There are even worse cases, ponder this one, which depending on the semantics can ruin boolean short-circuiting or require four-valued boolean logic in restrictions:
SELECT x, y
FROM t
WHERE ((x / y) >= 2) AND ((x % 2) = 0)
If the table is large, this short-circuiting problem can get really crazy. Imagine the table had a million rows, one of which had a 0 divisor. What would the standard say is the semantics of:
SELECT CASE
WHEN EXISTS
(
SELECT x, y, x / y AS quot
FROM t
)
THEN 1
ELSE 0
END AS what_is_my_value
It seems like this value should probably be an error since it depends on the emptiness or non-emptiness of a result which is an error, but adopting those semantics would seem to prohibit the optimizer for short-circuiting the table scan here. Does this existence query require proving the existence of one non-bottoming row, or also the non-existence of a bottoming row?
I'd appreciate guidance here, because I can't seem to find the relevant part(s) of the specification.
All implementations of SQL that I've worked with treat a division by 0 as an immediate NaN or #INF. The division is supposed to be handled by the front end, not by the implementation itself. The query should not bottom out, but the result set needs to return NaN in this case. Therefore, it's returned at the same time as the result set, and no special warning or message is brought up to the user.

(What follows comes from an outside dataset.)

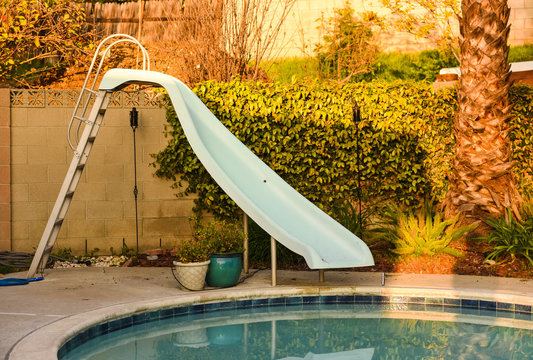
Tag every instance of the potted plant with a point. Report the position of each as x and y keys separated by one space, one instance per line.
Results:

At any rate, to properly deal with this, use the following query:
select
x, y,
case y
when 0 then null
else x / y
end as quot
from
t
To answer your last question, this statement:
SELECT x, y, x / y AS quot
FROM t
Would return this:
x y quot
7 2 3.5
3 0 NaN
4 1 4
26 5 5.2
31 0 NaN
9 3 3
So, your exists would find all the rows in t, regardless of what their quotient was.
Additionally, I was reading over your question again and realized I hadn't discussed where clauses (for shame!). The where clause, or predicate, should always be applied before the columns are calculated.
Think about this query:
select x, y, x/y as quot from t where x%2 = 0
If we had a record (3,0), it applies the where condition, and checks if 3 % 2 = 0. It does not, so it doesn't include that record in the column calculations, and leaves it right where it is.